From owner-freebsd-arch@FreeBSD.ORG  Mon Mar 31 22:20:08 2008
Return-Path: <owner-freebsd-arch@FreeBSD.ORG>
Delivered-To: arch@freebsd.org
Received: from mx1.freebsd.org (mx1.freebsd.org [IPv6:2001:4f8:fff6::34])
	by hub.freebsd.org (Postfix) with ESMTP id EB06F1065673;
	Mon, 31 Mar 2008 22:20:08 +0000 (UTC)
	(envelope-from dillon@apollo.backplane.com)
Received: from apollo.backplane.com (apollo.backplane.com [216.240.41.2])
	by mx1.freebsd.org (Postfix) with ESMTP id CA0508FC14;
	Mon, 31 Mar 2008 22:20:08 +0000 (UTC)
	(envelope-from dillon@apollo.backplane.com)
Received: from apollo.backplane.com (localhost [127.0.0.1])
	by apollo.backplane.com (8.14.1/8.14.1) with ESMTP id m2VMJlOU029241;
	Mon, 31 Mar 2008 15:19:47 -0700 (PDT)
Received: (from dillon@localhost)
	by apollo.backplane.com (8.14.1/8.13.4/Submit) id m2VMJlkT029240;
	Mon, 31 Mar 2008 15:19:47 -0700 (PDT)
Date: Mon, 31 Mar 2008 15:19:47 -0700 (PDT)
From: Matthew Dillon <dillon@apollo.backplane.com>
Message-Id: <200803312219.m2VMJlkT029240@apollo.backplane.com>
To: "Martin Fouts" <mfouts@danger.com>
References: <20080330231544.A96475@localhost>
	<200803310135.m2V1ZpiN018354@apollo.backplane.com>
	<B95CEC1093787C4DB3655EF330984818051D03@EXCHANGE.danger.com>
	<200803312125.29325.qpadla@gmail.com>
	<200803311915.m2VJFSoR027593@apollo.backplane.com>
	<B95CEC1093787C4DB3655EF330984818051D09@EXCHANGE.danger.com>
Cc: Christopher Arnold <chris@arnold.se>, arch@freebsd.org, qpadla@gmail.com,
	freebsd-arch@freebsd.org
Subject: RE: Flash disks and FFS layout heuristics
X-BeenThere: freebsd-arch@freebsd.org
X-Mailman-Version: 2.1.5
Precedence: list
List-Id: Discussion related to FreeBSD architecture <freebsd-arch.freebsd.org>
List-Unsubscribe: <http://lists.freebsd.org/mailman/listinfo/freebsd-arch>,
	<mailto:freebsd-arch-request@freebsd.org?subject=unsubscribe>
List-Archive: <http://lists.freebsd.org/pipermail/freebsd-arch>
List-Post: <mailto:freebsd-arch@freebsd.org>
List-Help: <mailto:freebsd-arch-request@freebsd.org?subject=help>
List-Subscribe: <http://lists.freebsd.org/mailman/listinfo/freebsd-arch>,
	<mailto:freebsd-arch-request@freebsd.org?subject=subscribe>
X-List-Received-Date: Mon, 31 Mar 2008 22:20:09 -0000

:True, but when you're working with a part that does ECC in HW, you're
:stuck with the ECC it does.
    
    Well, I suppose if you can't get access to the original data *OR* the
    HW ECC code (to undo the broken correction) you would wind up with an
    uncorrectable double error (A failed ECC correction always makes things
    worse rather then better, particularly a 1 bit correct / 2 bit detect
    hamming code).  If you DO have access to the original data or the
    HW ECC code you can undo the failed correction and then ignore the
    hardware ECC and do your own in the auxillary storage.

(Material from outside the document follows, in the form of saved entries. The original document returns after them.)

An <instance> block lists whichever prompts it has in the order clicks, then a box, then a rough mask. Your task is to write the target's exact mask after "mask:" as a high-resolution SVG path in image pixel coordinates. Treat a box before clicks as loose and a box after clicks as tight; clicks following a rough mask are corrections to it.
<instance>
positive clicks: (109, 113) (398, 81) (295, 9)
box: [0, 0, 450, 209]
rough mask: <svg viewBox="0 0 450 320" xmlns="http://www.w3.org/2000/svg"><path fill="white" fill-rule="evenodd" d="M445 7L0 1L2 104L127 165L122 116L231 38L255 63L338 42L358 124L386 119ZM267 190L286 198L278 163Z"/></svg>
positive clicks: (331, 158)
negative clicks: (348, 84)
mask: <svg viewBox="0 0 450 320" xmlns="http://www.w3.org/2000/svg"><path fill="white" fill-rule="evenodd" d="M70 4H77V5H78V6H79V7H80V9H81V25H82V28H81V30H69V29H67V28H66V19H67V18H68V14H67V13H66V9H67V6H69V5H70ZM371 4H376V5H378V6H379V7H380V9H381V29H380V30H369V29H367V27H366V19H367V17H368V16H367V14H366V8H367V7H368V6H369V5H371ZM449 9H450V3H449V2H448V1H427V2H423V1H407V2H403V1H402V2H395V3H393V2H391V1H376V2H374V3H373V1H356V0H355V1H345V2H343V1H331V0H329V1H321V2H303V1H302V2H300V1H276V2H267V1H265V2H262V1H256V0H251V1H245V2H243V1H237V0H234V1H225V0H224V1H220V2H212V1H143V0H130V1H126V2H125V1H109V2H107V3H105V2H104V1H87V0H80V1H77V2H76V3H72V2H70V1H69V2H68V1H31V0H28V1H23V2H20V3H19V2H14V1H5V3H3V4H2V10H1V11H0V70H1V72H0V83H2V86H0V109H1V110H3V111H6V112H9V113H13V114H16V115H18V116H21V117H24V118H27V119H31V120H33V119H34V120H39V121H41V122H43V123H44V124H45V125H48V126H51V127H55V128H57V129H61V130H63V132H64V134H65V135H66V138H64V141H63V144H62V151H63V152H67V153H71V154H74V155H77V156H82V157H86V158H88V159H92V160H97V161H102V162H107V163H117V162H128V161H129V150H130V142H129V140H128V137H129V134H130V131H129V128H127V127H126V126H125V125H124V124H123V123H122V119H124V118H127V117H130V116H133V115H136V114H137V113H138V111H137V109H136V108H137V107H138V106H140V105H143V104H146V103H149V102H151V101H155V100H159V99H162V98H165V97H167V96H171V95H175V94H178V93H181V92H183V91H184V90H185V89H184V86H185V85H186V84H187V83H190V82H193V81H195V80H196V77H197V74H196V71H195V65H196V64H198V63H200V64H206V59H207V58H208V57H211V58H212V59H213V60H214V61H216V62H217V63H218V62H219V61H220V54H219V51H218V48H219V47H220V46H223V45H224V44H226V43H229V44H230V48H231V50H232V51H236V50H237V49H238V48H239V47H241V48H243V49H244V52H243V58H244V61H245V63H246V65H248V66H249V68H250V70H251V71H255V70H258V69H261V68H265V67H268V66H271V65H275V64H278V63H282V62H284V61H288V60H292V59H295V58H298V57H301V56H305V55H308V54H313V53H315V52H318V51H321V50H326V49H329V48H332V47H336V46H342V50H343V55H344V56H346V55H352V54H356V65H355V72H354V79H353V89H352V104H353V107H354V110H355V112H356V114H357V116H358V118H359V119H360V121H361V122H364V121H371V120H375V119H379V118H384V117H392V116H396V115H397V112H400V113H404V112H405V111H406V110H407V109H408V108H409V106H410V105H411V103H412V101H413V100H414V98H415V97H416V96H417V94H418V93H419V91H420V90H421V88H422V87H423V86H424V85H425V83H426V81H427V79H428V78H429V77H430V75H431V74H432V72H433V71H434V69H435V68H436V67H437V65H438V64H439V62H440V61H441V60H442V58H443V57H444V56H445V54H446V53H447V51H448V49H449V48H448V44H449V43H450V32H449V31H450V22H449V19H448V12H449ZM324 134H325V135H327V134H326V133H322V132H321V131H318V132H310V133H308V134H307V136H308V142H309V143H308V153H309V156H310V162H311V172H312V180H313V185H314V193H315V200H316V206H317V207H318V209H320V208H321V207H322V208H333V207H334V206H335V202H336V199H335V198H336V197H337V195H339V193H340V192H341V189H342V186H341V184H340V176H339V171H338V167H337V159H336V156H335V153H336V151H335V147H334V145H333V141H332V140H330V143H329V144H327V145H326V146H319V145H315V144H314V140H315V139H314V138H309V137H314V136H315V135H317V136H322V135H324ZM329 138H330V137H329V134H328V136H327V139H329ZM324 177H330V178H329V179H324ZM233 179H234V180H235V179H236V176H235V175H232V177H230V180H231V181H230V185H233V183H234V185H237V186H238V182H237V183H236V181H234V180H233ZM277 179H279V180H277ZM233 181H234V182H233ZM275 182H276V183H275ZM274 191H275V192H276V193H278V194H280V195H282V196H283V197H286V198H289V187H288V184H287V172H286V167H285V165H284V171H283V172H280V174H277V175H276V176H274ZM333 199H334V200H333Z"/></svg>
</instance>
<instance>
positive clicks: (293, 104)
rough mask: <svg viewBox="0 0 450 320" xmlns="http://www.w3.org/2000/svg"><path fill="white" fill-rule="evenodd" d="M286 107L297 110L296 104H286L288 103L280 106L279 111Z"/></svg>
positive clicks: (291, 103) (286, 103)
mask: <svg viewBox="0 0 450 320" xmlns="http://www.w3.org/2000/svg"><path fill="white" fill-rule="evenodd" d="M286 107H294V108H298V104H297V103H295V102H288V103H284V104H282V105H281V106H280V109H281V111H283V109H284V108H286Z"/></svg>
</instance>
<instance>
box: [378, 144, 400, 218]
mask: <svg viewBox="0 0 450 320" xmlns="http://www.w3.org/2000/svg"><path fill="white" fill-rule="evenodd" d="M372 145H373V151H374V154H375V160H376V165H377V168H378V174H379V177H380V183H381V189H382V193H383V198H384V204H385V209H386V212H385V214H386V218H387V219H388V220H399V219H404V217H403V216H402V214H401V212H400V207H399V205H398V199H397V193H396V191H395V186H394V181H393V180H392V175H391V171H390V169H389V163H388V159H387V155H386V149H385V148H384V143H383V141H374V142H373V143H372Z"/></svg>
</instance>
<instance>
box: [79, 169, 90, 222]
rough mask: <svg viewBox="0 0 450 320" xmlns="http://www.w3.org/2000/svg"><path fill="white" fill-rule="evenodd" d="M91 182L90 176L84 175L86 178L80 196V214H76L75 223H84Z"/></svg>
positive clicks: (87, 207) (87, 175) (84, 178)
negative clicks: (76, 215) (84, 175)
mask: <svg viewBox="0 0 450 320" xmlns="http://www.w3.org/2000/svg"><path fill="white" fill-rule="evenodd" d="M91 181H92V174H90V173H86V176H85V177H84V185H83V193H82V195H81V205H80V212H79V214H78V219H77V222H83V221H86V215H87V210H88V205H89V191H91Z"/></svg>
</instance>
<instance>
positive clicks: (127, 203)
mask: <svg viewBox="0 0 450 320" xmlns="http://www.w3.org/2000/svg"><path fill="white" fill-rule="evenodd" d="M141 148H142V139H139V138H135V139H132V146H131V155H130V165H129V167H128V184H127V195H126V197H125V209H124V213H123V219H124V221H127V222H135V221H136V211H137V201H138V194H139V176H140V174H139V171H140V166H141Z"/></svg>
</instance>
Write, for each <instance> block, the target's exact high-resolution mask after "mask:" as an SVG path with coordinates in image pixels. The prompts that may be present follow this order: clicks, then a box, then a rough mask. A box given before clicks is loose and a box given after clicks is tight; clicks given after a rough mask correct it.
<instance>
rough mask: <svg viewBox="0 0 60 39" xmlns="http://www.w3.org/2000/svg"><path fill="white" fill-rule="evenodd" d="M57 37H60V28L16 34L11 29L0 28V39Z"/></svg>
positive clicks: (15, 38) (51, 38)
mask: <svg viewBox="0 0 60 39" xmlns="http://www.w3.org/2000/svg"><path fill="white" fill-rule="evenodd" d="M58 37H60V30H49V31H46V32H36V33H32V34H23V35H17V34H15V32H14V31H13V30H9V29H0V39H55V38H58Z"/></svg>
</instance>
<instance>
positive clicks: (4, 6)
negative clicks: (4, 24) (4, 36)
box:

    I can see why people would want the hardware to do the data validation,
    it's a performance issue in many respects, but if the hardware is only
    doing a simple ECC and doesn't do a separate CRC it will do more harm
    then good and simply cannot be depended upon for anything.

:...
: (some stuff I reordered later one below so I can get this out of the way)
:...
:>     For example, the simple addition of some front-end non-volatile
:cache,
:> such as a dime-cap-backed static ram, would have a very serious effect
:> on any such filesystem design.
:
:Yes.  However since the phone market makes such a change very unlikely,
:because of cost pressures, it's not one we take into consideration.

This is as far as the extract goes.